Offensive Language Identification Dataset (OLID) is a large-scale annotated corpus of 14,100 English tweets (13,240 training, 860 test) for offensive language detection and characterization. The dataset uses a three-level hierarchical annotation schema:

Level A (Offensive Language Detection): Binary classification of tweets as NOT (non-offensive) or OFF (offensive, including profanity, insults, threats).

Level B (Categorization of Offensive Language): Classification of offensive posts as TIN (Targeted Insult/threat directed at individual or group) or UNT (Untargeted profanity and swearing).

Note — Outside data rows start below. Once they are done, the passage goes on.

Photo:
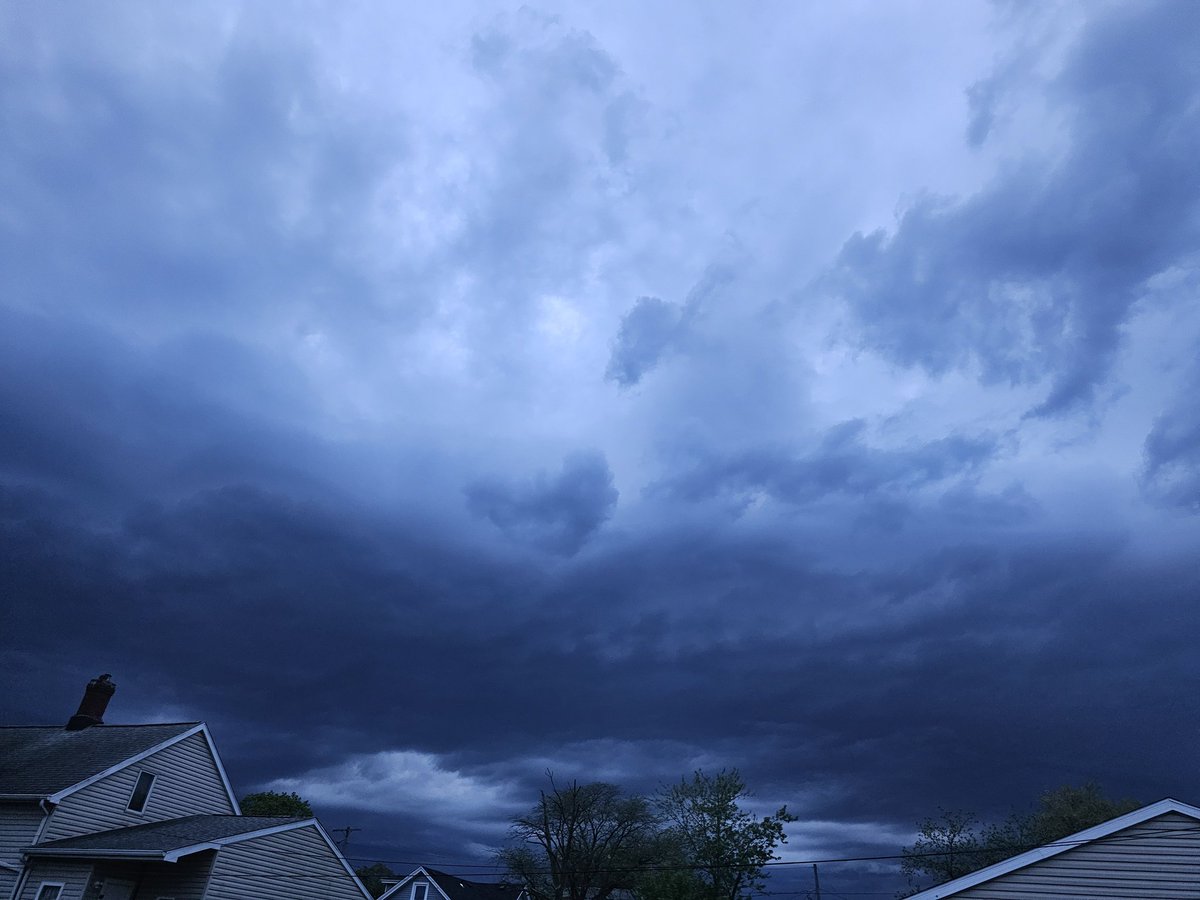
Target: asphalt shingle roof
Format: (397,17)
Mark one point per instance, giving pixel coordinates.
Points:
(43,760)
(461,889)
(166,837)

Level C (Offensive Language Target Identification): Classification of targeted insults as: - IND (Individual — corresponds to cyberbullying) - GRP (Group — corresponds to hate speech) - OTH (Other — organization, situation, event, issue)

Collection¶

Tweets were collected using Twitter API with keywords designed to capture offensive content. Keywords were selected through trial annotation to maintain approximately 30% offensive content distribution. The full dataset balances political keywords (50%) and non-political keywords (50%) evenly.

Annotation Quality¶

Crowdsourced annotation via Figure Eight platform with quality control measures: - Only experienced annotators used - Test questions to filter low-quality annotators - Multiple annotators per instance - Majority voting for disagreements - Inter-annotator agreement: Fleiss' κ = 0.83 for Level A

Approximately 60% of tweets received agreement on first two annotations; remaining instances received third annotation.

Label Distribution¶

Level	Class	Training	Test	Total
A	NOT	8,840	620	9,460
A	OFF	4,400	240	4,640
B (OFF only)	TIN	3,876	213	4,089
B (OFF only)	UNT	524	27	551
C (TIN only)	IND	2,407	100	2,507
C (TIN only)	GRP	1,074	78	1,152
C (TIN only)	OTH	395	35	430

Note: Significant class imbalance in Levels B and C; OTH class particularly sparse.

Baseline Performance¶

Experiments with SVM (on unigrams), BiLSTM, and CNN models:

Level A (OFF/NOT): CNN best with macro-F1 0.80
Level B (TIN/UNT): CNN best with macro-F1 0.69
Level C (IND/GRP/OTH): CNN and BiLSTM tied at macro-F1 0.47; OTH class unlearnable (F1=0.00)

Usage in the Wiki¶

Papers using OLID: - Predicting the Type and Target of Offensive Posts in Social Media — original paper introducing OLID

Notes¶

OLID became the official dataset for SemEval 2019 Task 6 (OffensEval). The hierarchical annotation scheme has since been applied to additional languages (Hindi, Arabic, etc.). The dataset's three-level structure unifies previously fragmented work on hate speech detection, cyberbullying identification, and general offensive language detection.